Along Prytania Street in the Uptown section, people cleared brush and tree limbs from their yards, while repair crews worked on power lines.

Taylor Livingston, 40, was using a leaf-blower, hoping to create a lived-in look at three homes he was guarding against looters.

"I don't know how it's going to come together," he said. "I don't know if there's ever been a big city evacuated the way we were evacuated. It's all new. I don't know that we can come back that quick."

The city was 95 percent dry, said Maj. Jeff Kwiecinski of the Army Corps of Engineers. Water was still being pumped out of the devastated Ninth Ward, but Kwiecinski said it would probably be gone by Sunday.

Nagin on Friday announced a 17-member commission to draft a rebuilding plan for New Orleans, tapping business owners and others, including Roman Catholic Archbishop Alfred Hughes and jazz musician Wynton Marsalis.

The mayor said he has e-mailed the White House outlining his top priorities, including rebuilding and improving the levee system; seeking help with a rail link to Baton Rouge that could be used for emergency evacuation; and getting federal tax breaks and incentives for businesses and residents.

"New Orleans is not asking for a handout; we're asking for a hand up," Nagin said. The Louisiana congressional delegation has called for $250 billion in federal aid to help the state recover from hurricane damage.

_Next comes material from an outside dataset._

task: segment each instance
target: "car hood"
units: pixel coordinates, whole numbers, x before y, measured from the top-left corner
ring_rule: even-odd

Katrina's death toll in Louisiana rose to 932 on Friday, the state health department said, while Mississippi's toll climbed to 221 after a body was found under a collapsed motel.

In New Orleans' eastern reaches, authorities said they had found 14 dead dogs. St. Bernard Parish spokesman Steve Cannizaro said 10 dogs were shot to death at a middle school, and four more were found at an elementary school. Authorities do not know who killed the animals.